Tim, I knew less than nothing about AR's this time last year. After the election, I, like millions of other gun enthusiasts, felt 'now' was the time to get whatever firearms I thought I'd ever need. Complete guns disappeared off the market, so I had to look at 'making' one.

I went to AR15.com and a few other sites, 'learned up', found out about the uppers and lowers, how to put em together, etc. Found that Cavalry Arms had lifetime warrantied lowers available. Got some parts kits. Followed the instructions, and learned to 'really, really' follow all the helpful hints. I didn't need any special tools. Took 30 minutes to get the first lower parts kit in the lower, second took 15 minutes. Some of the spring installs should be done inside a pillowcase (so when you boo boo and the spring flies out of the hole and goes across the room, you don't have to hunt for it)...  My Cav Arms lower is synthetic, and almost weightless... it and a lower parts kit was around 200$. Picked up two uppers, one for 499 and one for 514. Have seen them more available lately.


----------



## ace admirer (Oct 5, 2005)

i own bunches of all kinds, and for the most part the AR platform is the way to go. my thirteen year old son shoots service rifle matches with the 1903, the garand, m1 carbine, and a k31 for foreign military. He and my 10 year old daughter shoot the service rifle AR events 200, 300 and 600 yard ranges. the AR is extremely accurate for a rapid fire type rifle. parts are easily obtained, you can easily build your own, the upper/lower concept allows all types of flexibility in shooting....want a rimfire 22,,,make a 22 upper and pull two pins and attach the lower....need an a4 ,,,make an a4 upper and attach it to your lower...want a 6mm? 243? just about anything...and if you are willing to go to a a10 lower,,,,everything...almost.

the 223 has low low recoil,,,,i've got video of my little 10 year old girly, girl shooting at 600 yard ranges and putem in the black along side the Marine Shooting team,,,(she has been adopted by them).

between my son and daughter, we put about 9,000 rounds down range every year. just about all reloaded rounds from brass we "find" when we shoot at military ranges...the ONLY stoppages we have are when i have made some mistake in reloading. 

lets get this straight....a little girl can shoot an iron sighted ar at 600 yards and put all rounds in the black (we don't talk about it,,,but thats a kill) i don't know of any platform that would allow small framed men and women to do this with ammo as cheap and reloadable as the 223 or 5.56. the ar is easier to clean and fully strip than anything else i know. the mini 14 looks great....but grab the ar for the job.


----------



## Texas_Plainsman (Aug 26, 2007)

The AR can punch holes in paper at 600 yds but it's damage is limited at 200 yds to humans.
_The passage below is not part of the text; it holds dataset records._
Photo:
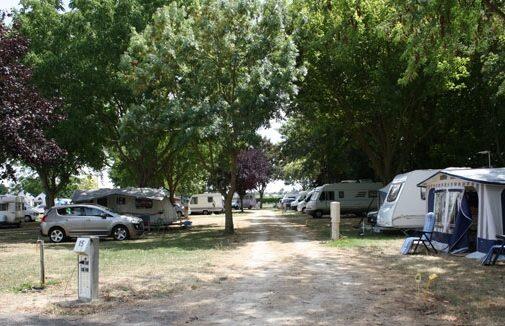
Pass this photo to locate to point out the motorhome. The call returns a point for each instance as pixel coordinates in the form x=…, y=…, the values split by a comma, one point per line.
x=11, y=210
x=301, y=197
x=469, y=208
x=206, y=203
x=354, y=196
x=141, y=202
x=302, y=204
x=249, y=201
x=404, y=206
As an example, in the "blackhawk down" debacle, there were bad guys that took three hits from a .223 and kept moving. 



ace admirer said:


> i own bunches of all kinds, and for the most part the AR platform is the way to go. my thirteen year old son shoots service rifle matches with the 1903, the garand, m1 carbine, and a k31 for foreign military. He and my 10 year old daughter shoot the service rifle AR events 200, 300 and 600 yard ranges. the AR is extremely accurate for a rapid fire type rifle. parts are easily obtained, you can easily build your own, the upper/lower concept allows all types of flexibility in shooting....want a rimfire 22,,,make a 22 upper and pull two pins and attach the lower....need an a4 ,,,make an a4 upper and attach it to your lower...want a 6mm? 243? just about anything...and if you are willing to go to a a10 lower,,,,everything...almost.
> 
> the 223 has low low recoil,,,,i've got video of my little 10 year old girly, girl shooting at 600 yard ranges and putem in the black along side the Marine Shooting team,,,(she has been adopted by them).
> 
> ...


----------



## ace admirer (Oct 5, 2005)

not talking about 55 grain bullets,,,,an 80 grain bullet is still supersonic at 600 yards...it will kill. no question. and it did at camp lejuene last year when a young Marine strayed too far from the cover of the pit wall during 600 yard fire.


----------



## timfromohio (Jun 19, 2007)

Thanks for the advice Texican and Ace. I'm now seriously considering building my own AR. Was reading on thehighroad last night getting good info. Will check out the site you mentioned this evening Texican.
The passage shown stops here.